ものづくりの技術に優れた日本には優れた工業製品も多い。下町の工場がつくるネジが、世界屈指の自動車メーカーの技術を支えていることもある。日本の匠の技術をめぐるルートは、産業観光としても立派な観光商品にもなりうる。

デジタルとリアルの融合

新型コロナによる危機に際し、経営者はどういう意識で経営するかがますます大事になってくる。パンデミックのリスクを抱えた時代の企業経営は、明治時代に公益と利益を両立させた渋沢栄一氏のような手腕が必要になるだろう。
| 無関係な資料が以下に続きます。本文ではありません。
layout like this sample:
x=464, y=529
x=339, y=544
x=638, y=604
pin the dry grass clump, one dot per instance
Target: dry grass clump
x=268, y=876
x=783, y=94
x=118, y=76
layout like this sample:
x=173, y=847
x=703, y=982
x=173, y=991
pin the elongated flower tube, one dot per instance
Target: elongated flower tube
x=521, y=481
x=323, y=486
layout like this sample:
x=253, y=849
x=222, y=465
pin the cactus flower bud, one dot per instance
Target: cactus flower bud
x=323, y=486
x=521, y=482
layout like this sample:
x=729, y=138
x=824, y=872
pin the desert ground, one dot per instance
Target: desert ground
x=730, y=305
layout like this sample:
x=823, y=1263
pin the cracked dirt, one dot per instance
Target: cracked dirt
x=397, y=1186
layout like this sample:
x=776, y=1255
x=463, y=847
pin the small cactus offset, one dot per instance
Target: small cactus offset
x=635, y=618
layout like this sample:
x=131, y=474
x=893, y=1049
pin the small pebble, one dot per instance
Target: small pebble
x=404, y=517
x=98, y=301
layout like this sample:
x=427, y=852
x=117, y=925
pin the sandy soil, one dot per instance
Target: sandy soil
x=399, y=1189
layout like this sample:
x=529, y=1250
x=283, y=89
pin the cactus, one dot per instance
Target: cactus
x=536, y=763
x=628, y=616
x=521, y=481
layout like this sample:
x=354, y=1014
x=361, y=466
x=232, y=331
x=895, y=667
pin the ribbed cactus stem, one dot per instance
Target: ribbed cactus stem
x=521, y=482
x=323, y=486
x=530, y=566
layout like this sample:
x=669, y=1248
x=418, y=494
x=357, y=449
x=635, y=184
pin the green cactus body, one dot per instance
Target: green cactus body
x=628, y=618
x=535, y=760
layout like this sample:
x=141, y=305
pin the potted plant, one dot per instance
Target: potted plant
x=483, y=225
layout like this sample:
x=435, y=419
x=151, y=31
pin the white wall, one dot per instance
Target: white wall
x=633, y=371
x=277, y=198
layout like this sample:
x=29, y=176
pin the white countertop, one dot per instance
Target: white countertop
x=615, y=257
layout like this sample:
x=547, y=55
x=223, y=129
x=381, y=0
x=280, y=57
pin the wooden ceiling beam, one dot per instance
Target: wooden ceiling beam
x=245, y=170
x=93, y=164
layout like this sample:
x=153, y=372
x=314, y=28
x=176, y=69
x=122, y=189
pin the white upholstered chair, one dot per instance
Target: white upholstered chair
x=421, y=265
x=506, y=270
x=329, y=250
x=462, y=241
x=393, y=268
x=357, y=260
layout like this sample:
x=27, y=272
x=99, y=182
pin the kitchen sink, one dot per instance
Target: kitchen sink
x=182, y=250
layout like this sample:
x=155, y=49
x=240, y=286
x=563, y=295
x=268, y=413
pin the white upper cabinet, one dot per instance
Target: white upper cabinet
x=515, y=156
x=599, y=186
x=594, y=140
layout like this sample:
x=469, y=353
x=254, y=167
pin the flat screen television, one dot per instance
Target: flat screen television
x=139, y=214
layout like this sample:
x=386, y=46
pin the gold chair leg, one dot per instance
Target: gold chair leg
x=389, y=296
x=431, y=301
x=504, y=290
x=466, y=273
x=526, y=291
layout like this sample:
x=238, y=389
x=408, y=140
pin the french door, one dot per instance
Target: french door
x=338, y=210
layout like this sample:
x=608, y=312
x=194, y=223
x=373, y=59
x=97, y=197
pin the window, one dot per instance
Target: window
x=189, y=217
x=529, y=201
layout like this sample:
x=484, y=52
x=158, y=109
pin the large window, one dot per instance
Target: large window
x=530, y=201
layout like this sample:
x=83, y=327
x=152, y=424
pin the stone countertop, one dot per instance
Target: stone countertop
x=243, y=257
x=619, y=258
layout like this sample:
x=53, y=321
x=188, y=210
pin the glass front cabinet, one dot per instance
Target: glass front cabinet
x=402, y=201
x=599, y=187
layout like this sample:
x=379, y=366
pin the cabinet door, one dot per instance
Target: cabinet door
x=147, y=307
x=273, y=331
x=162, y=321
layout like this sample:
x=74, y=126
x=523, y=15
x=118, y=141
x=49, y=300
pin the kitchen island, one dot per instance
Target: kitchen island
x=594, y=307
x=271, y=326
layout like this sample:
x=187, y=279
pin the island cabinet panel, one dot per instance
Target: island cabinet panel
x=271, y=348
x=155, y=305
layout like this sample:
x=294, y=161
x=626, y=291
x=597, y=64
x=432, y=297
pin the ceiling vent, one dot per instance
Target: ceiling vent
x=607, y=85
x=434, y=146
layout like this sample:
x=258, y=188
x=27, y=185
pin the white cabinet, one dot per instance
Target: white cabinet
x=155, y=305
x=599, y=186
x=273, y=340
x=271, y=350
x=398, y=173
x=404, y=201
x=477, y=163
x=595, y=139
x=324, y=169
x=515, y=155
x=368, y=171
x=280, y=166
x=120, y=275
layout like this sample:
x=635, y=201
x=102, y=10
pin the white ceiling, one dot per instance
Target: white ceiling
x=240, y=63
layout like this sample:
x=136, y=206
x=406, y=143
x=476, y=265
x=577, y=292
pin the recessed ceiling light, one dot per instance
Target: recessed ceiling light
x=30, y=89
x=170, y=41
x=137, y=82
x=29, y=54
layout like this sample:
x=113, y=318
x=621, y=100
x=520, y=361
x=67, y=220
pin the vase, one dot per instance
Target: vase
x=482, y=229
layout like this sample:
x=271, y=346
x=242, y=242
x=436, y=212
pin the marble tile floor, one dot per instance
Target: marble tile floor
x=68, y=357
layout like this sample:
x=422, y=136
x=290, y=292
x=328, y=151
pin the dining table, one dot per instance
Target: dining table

コロナ禍で強いられたデジタル化への対応で、日本のサービス産業は大きな可能性を手にした。右手でデジタル、左手でリアルを操り、どっちが有効なのか、または両方使った方がいいのか、最適な判断を下せる両利きの経営が求められている。

新しいサービスを生み出すためには、自前で進めるだけではなく、共創によるエコシステムの構築が必要なケースもある。経営者は軸となる幹を持ち、桜を咲かせるのか、バラを咲かせるのかを組み立てていく力が重要だ。

日本の製造業は、世界のニーズを聞き、多くの人々に受け入れられる製品を送り出してきた。自国内で完結してきた日本のサービス産業が、世界に飛び出していくのはこれからだ。ツーリズムで言えば、それぞれの国のさまざまな人たちが志向する違うニーズに応えた商品づくりも求められる。


*2020年6月18日取材。所属・役職は取材当時。